The Rangitata went from an average of less than 100 cubic metres per second to 1800 cumecs in less than 18 hours.

Henderson expected the river levels to drop as the weather system moved north today.

More than 100 trampers stranded on the Milford Track managed to resume their walks yesterday after riding out the weather in Department of Conservation huts.

MetService duty forecaster Alistair Gorman said 440mm of rain had fallen in Milford Sound over the past two days, with parts of the West Coast recording totals of up to 500mm.
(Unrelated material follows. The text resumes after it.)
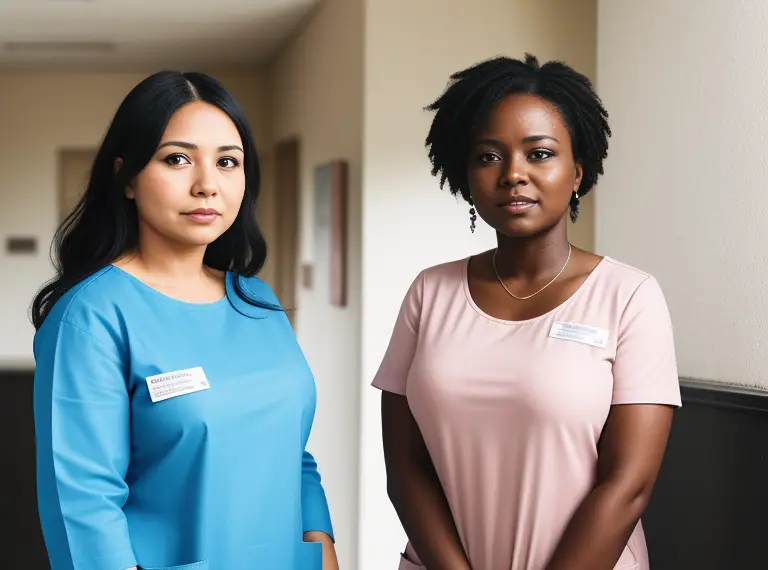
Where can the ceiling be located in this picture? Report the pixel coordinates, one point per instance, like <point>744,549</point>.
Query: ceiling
<point>120,34</point>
The weather was expected to ease today.

Demand for beds as floodwater rises

Beds in Arthur's Pass were in demand last night after floodwater trapped tourists.

Sections of SH73 closed yesterday after becoming swamped, stranding people between Bealey and Jacksons.

A Czech visitor stranded in the Arthurs Pass overnight says the wild weather which trapped visitors has given him a great appreciation of New Zealand's "tricky" nature.

Jan Pleskac was among motorists stuck in the township last night after flooding forced the closure of sections of State Highway 73.

Pleskac, who is in the country on a working holiday, was forced to turn back and take shelter in Arthurs Pass after the section of highway he was driving on became flooded.

"There was a small queue of cars in front of the water: some of them tried to pass and succeeded, but the smaller cars with the lower gears, they got stuck in the middle of the water there."

After the cars were pulled out of the water, officials ordered the motorists to turn back to Arthurs Pass for the night.
"Everyone was stuck: there were lots of people, lots of cars, campervans, and lots of waterfalls."

While having to stay inside cafes and restaurants had been boring for the tourists Pleskac said he had tried to make the most of the unexpected stay.

"For me, because I'm interested in the outdoors and nature, it was much more interesting than annoying...I never realised nature could be so tricky," he said.

Arthur's Pass Cafe & Store owner Alison Ruddenklau said tourists were forced to stay overnight when the roads on either side of the township closed.

"There's not a bed left in town," she said.

The backpackers, bed and breakfast and the motels were full of stranded holidaymakers, although some had planned to be there at this time.

Ruddenklau said the town had been hammered by rain for the past six days. "We have got waterfalls I have never seen before."

Jacksons Historic Tavern manager Anita Andrews said she knew it was going to flood when nine waterfalls could be seen.

"If there's seven [waterfalls] then you're OK, but if there's nine you're in flood," she said.

Andrews, who has worked in Jackson for nearly five years, said it was unusual to have a heavy deluge at this time of year.

The tavern fed "the stragglers" while they decided whether to wait out the rain or take a different route to their destination, she said.

Bealey Hotel manager Marshall Deaker said the Waimakariri River had risen the quickest he had ever seen.

"We have got a few people stranded here. We have had cancellations of people who can't get here and rooms filling up just as quickly with people who can't go," he said.

Deaker hoped it would clear today because the hotel had a wedding booked for Saturday.